8 Forecast And Evaluation

predicted_results = xgb.predict(testX)
predicted_results

timeseries_evaluation_metrics_func(testY, predicted_results)

plt.figure(figsize=(13,8))
plt.plot(list(testY))
plt.plot(list(predicted_results))
plt.title("Actual vs Predicted")
plt.ylabel("PJME_MW")
plt.legend(('Actual','predicted'))
plt.show()

test_pjme['Prediction'] = predicted_results
pjme_all = pd.concat([test_pjme, train_pjme], sort=False)
pjme_all = pjme_all.rename(columns={'PJME_MW':'Original_Value'})

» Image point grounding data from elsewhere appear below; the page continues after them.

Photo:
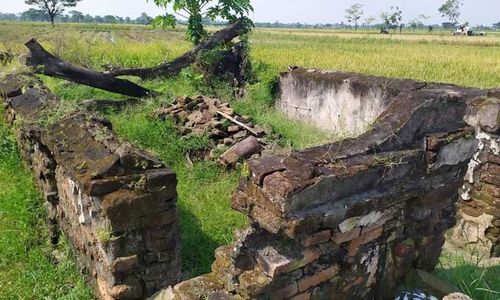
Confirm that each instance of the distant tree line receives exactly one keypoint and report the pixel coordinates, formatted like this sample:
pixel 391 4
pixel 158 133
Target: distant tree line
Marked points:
pixel 36 15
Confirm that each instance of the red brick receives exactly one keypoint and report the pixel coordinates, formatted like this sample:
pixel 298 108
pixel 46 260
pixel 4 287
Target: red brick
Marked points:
pixel 285 292
pixel 310 281
pixel 403 249
pixel 340 237
pixel 303 296
pixel 357 281
pixel 364 239
pixel 317 238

Overview_Complete_Data_And_Prediction = pjme_all[['Original_Value','Prediction']].plot(figsize=(15, 5))

Let’s have a look at the smallest date for which predictions were made.

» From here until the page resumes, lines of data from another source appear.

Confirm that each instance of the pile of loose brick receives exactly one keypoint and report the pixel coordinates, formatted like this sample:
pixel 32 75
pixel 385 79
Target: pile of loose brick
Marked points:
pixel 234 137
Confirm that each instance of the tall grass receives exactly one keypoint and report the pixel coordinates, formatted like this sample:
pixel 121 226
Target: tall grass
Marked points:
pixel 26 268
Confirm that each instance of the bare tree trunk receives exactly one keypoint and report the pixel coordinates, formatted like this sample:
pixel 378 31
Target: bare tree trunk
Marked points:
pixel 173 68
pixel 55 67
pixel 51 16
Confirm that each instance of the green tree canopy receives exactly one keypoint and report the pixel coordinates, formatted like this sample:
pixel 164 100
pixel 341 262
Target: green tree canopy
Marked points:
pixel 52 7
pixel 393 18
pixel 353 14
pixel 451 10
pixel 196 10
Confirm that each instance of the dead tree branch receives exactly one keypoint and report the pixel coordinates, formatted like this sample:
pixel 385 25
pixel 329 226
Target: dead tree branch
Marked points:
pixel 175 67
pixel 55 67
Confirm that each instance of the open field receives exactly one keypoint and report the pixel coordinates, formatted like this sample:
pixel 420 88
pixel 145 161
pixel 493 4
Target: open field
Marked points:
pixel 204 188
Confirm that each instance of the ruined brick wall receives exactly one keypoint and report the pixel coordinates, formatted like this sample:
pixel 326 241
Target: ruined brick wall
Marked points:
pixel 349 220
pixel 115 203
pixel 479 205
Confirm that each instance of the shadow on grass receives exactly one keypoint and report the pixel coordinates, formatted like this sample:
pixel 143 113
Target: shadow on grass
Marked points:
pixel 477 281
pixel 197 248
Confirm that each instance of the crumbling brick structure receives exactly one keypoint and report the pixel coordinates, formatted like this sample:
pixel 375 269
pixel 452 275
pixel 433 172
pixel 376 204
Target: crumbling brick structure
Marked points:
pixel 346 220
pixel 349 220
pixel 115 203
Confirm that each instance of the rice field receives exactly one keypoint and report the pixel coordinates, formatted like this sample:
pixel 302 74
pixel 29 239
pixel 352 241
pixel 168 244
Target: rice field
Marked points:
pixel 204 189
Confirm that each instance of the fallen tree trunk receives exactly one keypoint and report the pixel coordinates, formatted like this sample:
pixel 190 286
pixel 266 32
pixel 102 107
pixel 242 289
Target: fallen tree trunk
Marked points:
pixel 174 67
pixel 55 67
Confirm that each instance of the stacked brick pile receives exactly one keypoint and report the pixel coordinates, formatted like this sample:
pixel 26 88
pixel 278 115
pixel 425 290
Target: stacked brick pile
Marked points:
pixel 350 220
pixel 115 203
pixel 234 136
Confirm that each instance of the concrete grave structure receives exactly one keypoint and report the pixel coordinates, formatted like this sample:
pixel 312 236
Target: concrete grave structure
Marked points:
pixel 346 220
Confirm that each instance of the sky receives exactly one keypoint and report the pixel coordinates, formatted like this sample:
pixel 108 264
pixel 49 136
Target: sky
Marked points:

print('Smallest date for which predictions were made: ' )
print(str(test_pjme.index.min()))

# Plot the forecast with the actuals for Mai
f, ax = plt.subplots(1)
f.set_figheight(5)
f.set_figwidth(13)
Overview_Mai_2015 = pjme_all[['Prediction','Original_Value']].plot(ax=ax,
                                                                   style=['-','.'])
ax.set_xbound(lower='2015-05-01', upper='2015-06-01')
ax.set_ylim(0, 60000)
plot = plt.suptitle('Mai 2015 Forecast vs Actuals')

# Plot the forecast with the actuals for the first week of Mai
f, ax = plt.subplots(1)
f.set_figheight(5)
f.set_figwidth(13)
Overview_Mai_2015 = pjme_all[['Prediction','Original_Value']].plot(ax=ax,
                                                                   style=['-','.'])
ax.set_xbound(lower='2015-05-01', upper='2015-05-08')
ax.set_ylim(0, 60000)
plot = plt.suptitle('First Week of Mai 2015 Forecast vs Actuals')

9 Look at Worst and Best Predicted Days

# Copy test_pjme
Worst_Best_Pred = test_pjme.copy()
Worst_Best_Pred = Worst_Best_Pred.reset_index()

# Generate error and absolut error values for the predictions made
Worst_Best_Pred['error'] = Worst_Best_Pred['PJME_MW'] - Worst_Best_Pred['Prediction']
Worst_Best_Pred['abs_error'] = Worst_Best_Pred['error'].apply(np.abs)

# Extract Year, Month, Day of Month
Worst_Best_Pred['year'] = Worst_Best_Pred['Datetime'].dt.year
Worst_Best_Pred['month'] = Worst_Best_Pred['Datetime'].dt.month
Worst_Best_Pred['dayofmonth'] = Worst_Best_Pred['Datetime'].dt.day

Worst_Best_Pred

# Group error by days
error_by_day = Worst_Best_Pred.groupby(['year','month','dayofmonth']) \
    .mean()[['PJME_MW','Prediction','error','abs_error']]

error_by_day

# Worst absolute predicted days
error_by_day.sort_values('abs_error', ascending=False).head(10)

# Best predicted days
error_by_day.sort_values('abs_error', ascending=True).head(10)

# Plot the forecast with the actuals for Mai
f, ax = plt.subplots(1)
f.set_figheight(5)
f.set_figwidth(13)
Overview_Mai_2015 = pjme_all[['Prediction','Original_Value']].plot(ax=ax,
                                                                   style=['-','.'])
ax.set_xbound(lower='2016-08-13', upper='2016-08-14')
ax.set_ylim(0, 60000)
plot = plt.suptitle('13 Aug, 2016 - Worst Predicted Day')

# Plot the forecast with the actuals for Mai
f, ax = plt.subplots(1)
f.set_figheight(5)
f.set_figwidth(13)
Overview_Mai_2015 = pjme_all[['Prediction','Original_Value']].plot(ax=ax,
                                                                   style=['-','.'])
ax.set_xbound(lower='2018-05-17', upper='2018-05-18')
ax.set_ylim(0, 60000)
plot = plt.suptitle('17 Mai, 2018 - Best Predicted Day')

11 Conclusion

In this post I showed how to make Time Series Forcasts with the XG Boost.